As a protégé of Ludwig XI. was de Laval from 1448 to 1458 governor of the Dauphiné . He was then from 1458 to 1461 deputy of the French governor of Genoa . From 1465 to 1472 he was governor of Champagne and from 1483 to 1484 of Touraine . In 1469 he was made a knight of the Order of Michael .
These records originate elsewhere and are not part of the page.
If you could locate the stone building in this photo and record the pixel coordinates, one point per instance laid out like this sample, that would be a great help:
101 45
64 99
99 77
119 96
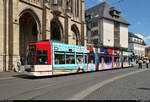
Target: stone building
31 20
106 27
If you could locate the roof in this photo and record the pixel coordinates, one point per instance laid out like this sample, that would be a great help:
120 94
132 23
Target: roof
103 11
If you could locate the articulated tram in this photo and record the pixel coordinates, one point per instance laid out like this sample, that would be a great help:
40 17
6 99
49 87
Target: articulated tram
47 58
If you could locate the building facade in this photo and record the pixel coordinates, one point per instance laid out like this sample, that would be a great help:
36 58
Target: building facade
136 45
32 20
106 28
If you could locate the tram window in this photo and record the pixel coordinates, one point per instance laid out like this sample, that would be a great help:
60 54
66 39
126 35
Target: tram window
107 59
100 59
60 58
85 58
125 59
30 54
91 59
41 57
116 59
78 57
70 59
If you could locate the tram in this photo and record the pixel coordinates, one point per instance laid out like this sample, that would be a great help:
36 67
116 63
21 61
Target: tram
47 58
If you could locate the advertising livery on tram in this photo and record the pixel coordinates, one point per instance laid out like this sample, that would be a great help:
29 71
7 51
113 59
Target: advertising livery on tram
44 58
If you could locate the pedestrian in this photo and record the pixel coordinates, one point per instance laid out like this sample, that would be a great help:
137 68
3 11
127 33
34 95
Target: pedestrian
80 65
140 63
19 66
147 62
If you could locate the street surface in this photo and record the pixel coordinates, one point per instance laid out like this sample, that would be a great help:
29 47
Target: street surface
123 84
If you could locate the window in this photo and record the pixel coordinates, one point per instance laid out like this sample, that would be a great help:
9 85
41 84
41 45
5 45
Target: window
41 57
30 54
71 6
78 57
95 24
91 59
85 59
70 59
77 8
51 1
116 59
107 59
116 34
59 58
125 59
59 2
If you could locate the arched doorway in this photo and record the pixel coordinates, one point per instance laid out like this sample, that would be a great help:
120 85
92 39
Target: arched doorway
56 31
28 31
75 34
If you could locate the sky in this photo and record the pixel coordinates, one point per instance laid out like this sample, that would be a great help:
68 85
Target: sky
136 12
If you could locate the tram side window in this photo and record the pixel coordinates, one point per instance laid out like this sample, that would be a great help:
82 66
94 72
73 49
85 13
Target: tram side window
101 59
70 59
41 57
91 59
125 59
85 58
78 57
30 54
60 58
107 59
116 59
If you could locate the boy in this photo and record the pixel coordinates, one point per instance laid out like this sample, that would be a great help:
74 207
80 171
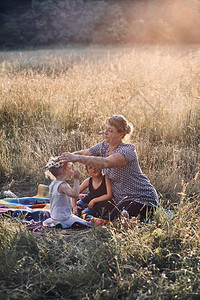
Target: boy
100 191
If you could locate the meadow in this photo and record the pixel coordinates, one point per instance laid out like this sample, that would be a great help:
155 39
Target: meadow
57 100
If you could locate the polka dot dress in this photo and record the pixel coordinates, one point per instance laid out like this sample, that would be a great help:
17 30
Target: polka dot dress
128 181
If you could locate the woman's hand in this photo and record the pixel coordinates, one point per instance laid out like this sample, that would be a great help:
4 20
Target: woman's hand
76 174
68 157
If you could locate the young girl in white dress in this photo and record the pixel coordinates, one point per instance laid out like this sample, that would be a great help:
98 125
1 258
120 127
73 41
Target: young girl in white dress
60 195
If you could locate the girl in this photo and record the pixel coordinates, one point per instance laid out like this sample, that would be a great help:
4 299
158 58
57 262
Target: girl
60 195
In the service of Louis de Laval stood the clergyman, scholar, writer and translator Sébastien Mamerot , who wrote and translated numerous works on his behalf. It is known Les Passages d'oultre mer du noble Godefroy de Bouillon, du bon roy Saint Loy et de plusieurs vertueux princes , a collection of legend-like reports of the Crusades, by the illuminator partially Jean Colombe was illuminated.

  1. Manuscript in the Bibliothèque Nationale de France

literature

  • Delcourt, Thierry: The Passages d'Outremer , a masterpiece of French illumination of the 15th century. In: Mamerot, Les Passages d'Outremer. A Chronicle of the Crusades. Thierry Delcourt, Danielle Quérel, Fabrice Masanès (eds.), Cologne: Taschen, 2009, pp. 7-10 ( ISBN 978-3-8365-0501-7 ).